By Rachel Lippmann, St. Louis Public Radio
http://stream.publicbroadcasting.net/production/mp3/kwmu/local-kwmu-891653.mp3
St. Louis –
On Monday, the Wellston School District starts its last quarter of existence. In 2003, the tiny district in north St. Louis County was the first to come under state administration. It's the second, and the largest, to be dissolved for poor academic performance. Next year, its 550 students will attend classes with their long-time rivals in the Normandy School District - and that's a tough thing for many to embrace. Christine Bright perched herself on the backless wooden benches in the gym at Normandy High School to watch her son Timothy and the rest of the Wellston Trojans basketball team battle the home-team Vikings.
The college-bound Timothy will never share the court with former rivals, and Christine couldn't be happier.
"Their mentality is totally different from our school over there," she said, glancing around at the Normandy students. "We don't allow our kids to walk around with their pants hanging down below their butt and their drawers and all that hanging out, and that's all I'm seeing here today."
Normandy freshman Briona Works shared Bright's disdain. Works said her mother was ready to move her back to McCluer High School in the Ferguson-Florissant district after seeing how Wellston students behaved.
"A pregnant girl ran onto the floor and started jerking, and when the police came she ran from them and fell on her baby," Works said, adding that the Wellston students whispered about jumping Normandy students next year.

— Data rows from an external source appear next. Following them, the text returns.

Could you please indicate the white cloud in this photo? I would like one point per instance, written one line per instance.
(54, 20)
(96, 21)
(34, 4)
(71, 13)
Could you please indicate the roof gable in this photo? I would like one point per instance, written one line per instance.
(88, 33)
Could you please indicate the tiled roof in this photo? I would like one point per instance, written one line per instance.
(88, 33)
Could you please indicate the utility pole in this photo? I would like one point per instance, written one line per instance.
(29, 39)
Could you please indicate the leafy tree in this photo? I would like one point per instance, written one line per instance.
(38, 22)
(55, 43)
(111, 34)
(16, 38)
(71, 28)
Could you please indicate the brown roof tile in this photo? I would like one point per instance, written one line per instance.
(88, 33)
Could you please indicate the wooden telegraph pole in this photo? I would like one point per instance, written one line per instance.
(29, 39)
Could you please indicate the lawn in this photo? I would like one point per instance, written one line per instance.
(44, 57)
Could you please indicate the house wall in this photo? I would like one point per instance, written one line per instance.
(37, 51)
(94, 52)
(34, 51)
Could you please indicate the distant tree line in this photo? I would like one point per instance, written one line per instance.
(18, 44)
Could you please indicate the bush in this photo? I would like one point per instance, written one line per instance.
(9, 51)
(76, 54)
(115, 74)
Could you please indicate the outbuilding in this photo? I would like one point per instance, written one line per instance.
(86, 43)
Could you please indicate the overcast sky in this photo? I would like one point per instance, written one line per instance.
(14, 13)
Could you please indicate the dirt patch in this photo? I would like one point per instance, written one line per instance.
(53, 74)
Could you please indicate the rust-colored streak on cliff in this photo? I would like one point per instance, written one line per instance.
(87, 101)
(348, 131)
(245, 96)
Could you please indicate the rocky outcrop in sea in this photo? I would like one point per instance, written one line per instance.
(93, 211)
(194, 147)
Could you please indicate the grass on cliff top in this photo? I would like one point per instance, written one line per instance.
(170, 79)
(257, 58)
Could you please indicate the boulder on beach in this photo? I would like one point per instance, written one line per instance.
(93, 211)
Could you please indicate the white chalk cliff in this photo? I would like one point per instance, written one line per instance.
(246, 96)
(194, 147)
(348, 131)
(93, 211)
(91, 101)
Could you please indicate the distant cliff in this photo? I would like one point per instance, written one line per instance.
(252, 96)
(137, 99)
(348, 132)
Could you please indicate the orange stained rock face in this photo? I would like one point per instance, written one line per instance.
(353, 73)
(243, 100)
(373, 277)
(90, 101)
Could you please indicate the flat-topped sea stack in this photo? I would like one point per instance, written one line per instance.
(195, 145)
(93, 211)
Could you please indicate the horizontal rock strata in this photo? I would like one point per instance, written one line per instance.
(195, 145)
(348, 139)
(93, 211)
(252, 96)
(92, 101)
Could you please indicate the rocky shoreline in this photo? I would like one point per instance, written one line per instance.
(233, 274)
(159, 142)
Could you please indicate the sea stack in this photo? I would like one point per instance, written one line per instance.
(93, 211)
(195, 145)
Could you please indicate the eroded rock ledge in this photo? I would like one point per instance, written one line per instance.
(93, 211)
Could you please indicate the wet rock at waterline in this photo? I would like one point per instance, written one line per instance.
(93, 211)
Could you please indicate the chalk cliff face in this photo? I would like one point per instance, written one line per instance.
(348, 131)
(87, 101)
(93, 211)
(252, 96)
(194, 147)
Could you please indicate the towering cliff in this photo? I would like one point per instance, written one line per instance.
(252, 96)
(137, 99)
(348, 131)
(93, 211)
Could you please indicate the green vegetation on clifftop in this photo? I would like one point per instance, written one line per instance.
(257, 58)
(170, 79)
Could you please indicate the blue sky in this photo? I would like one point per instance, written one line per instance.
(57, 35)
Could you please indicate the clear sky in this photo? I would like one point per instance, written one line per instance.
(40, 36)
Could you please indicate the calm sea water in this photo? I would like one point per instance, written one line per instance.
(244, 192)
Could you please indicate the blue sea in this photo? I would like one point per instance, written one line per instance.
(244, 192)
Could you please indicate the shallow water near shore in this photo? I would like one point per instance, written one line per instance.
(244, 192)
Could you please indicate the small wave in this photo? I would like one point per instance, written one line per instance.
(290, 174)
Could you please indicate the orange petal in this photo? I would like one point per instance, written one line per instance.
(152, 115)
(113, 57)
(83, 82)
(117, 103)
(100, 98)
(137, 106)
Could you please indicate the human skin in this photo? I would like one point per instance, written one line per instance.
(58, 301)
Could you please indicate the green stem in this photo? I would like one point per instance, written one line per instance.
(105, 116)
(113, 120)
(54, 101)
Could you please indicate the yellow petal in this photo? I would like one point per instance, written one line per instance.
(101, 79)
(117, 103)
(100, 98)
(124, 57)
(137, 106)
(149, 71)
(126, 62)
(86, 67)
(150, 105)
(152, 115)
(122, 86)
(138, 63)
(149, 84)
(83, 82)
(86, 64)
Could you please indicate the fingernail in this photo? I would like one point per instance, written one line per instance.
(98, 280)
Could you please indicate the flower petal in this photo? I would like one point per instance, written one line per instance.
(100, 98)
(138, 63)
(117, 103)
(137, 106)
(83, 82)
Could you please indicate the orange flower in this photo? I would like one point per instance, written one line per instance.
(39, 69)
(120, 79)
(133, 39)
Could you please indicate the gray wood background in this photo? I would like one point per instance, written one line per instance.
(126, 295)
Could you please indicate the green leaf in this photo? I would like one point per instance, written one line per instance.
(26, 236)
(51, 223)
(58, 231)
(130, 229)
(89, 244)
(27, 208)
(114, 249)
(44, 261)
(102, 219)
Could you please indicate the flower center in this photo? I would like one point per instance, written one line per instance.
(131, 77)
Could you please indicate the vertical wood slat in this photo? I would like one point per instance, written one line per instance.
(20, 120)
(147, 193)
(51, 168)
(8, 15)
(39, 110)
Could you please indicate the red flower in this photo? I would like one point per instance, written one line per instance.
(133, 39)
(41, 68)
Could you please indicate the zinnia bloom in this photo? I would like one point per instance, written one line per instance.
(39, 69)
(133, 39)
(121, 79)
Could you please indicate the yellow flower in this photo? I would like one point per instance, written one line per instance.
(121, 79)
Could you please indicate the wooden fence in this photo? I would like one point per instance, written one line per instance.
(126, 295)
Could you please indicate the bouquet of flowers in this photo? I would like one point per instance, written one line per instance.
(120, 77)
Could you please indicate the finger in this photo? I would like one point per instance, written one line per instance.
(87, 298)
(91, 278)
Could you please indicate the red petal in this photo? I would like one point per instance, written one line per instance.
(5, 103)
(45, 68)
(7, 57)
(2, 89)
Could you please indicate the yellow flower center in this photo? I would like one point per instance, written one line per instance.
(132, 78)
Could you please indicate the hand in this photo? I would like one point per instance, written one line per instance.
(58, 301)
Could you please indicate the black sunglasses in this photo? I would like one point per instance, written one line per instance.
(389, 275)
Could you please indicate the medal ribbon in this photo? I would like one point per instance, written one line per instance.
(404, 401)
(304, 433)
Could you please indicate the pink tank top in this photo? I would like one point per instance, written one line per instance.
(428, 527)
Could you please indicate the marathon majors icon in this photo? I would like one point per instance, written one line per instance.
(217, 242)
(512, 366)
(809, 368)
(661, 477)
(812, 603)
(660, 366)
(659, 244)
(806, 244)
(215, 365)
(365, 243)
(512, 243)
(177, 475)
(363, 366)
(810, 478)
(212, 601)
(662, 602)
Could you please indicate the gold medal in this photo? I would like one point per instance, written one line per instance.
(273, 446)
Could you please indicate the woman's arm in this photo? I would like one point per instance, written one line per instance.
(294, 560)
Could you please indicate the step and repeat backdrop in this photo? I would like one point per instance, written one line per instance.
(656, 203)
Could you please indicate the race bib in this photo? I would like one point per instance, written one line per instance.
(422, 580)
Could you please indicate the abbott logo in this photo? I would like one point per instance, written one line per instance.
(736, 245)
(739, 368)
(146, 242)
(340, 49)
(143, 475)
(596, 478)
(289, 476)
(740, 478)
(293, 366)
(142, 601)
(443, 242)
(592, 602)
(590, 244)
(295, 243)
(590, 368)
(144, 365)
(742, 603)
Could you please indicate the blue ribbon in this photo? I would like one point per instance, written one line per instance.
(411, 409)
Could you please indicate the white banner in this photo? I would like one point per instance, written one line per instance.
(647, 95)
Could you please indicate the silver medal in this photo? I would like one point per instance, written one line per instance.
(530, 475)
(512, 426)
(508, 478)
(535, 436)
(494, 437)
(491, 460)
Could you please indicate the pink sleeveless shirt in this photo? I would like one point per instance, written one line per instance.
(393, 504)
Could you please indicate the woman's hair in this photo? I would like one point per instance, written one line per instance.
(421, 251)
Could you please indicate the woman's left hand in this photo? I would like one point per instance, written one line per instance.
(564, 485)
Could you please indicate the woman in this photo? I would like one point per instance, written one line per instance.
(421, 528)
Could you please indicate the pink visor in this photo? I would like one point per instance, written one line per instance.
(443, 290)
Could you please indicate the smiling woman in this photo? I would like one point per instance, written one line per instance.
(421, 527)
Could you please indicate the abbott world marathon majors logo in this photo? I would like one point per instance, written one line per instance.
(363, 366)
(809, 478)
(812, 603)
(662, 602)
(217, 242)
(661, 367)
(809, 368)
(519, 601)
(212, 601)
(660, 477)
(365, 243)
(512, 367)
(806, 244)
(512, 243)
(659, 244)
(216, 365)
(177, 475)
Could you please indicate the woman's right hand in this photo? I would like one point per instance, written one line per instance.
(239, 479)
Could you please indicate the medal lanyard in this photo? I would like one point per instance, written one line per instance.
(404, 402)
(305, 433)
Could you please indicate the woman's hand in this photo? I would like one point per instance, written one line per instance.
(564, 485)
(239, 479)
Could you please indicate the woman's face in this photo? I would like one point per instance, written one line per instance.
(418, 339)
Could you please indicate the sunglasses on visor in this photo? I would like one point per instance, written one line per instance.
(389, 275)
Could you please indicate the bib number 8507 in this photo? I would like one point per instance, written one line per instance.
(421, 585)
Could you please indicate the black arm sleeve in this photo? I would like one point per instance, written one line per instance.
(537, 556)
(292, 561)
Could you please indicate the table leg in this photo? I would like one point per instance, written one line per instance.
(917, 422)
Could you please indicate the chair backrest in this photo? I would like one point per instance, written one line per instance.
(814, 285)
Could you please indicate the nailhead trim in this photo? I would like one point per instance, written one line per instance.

Works' classmate Jimeese Bernard, and some friends she was sitting with, were concerned about academics.
"Wellston's dirty, and they're dumb, and they're going to make our accreditation go down," she said. A friend chimed in, "That's not right."
But it didn't take long for Bernard to find something positive to say about the merger.
"We'll get to make new friends. New boyfriends," she said, as her friends whooped and high-fived in the background at the thought.
And Wellston eighth-grader Shonacie Merriman sounded something close to excited.
"We'll have more opportunities than we had at Wellston, more opportunities to do things like join different clubs, like a drama club," she said.
Rumors about a Wellston-Normandy merger have circulated these neighboring communities for years. Wellston lost accreditation in 1994, and never fully regained it. With superintendent Charles Brown retiring at the end of the year, state education commissioner Chris Nicastro decided that slight improvements in graduation rates and academic achievement weren't enough.
"As much as we all want to see Wellston succeed as a school district, the most recent annual performance report is not encouraging and shows little sign of positive progress," she said.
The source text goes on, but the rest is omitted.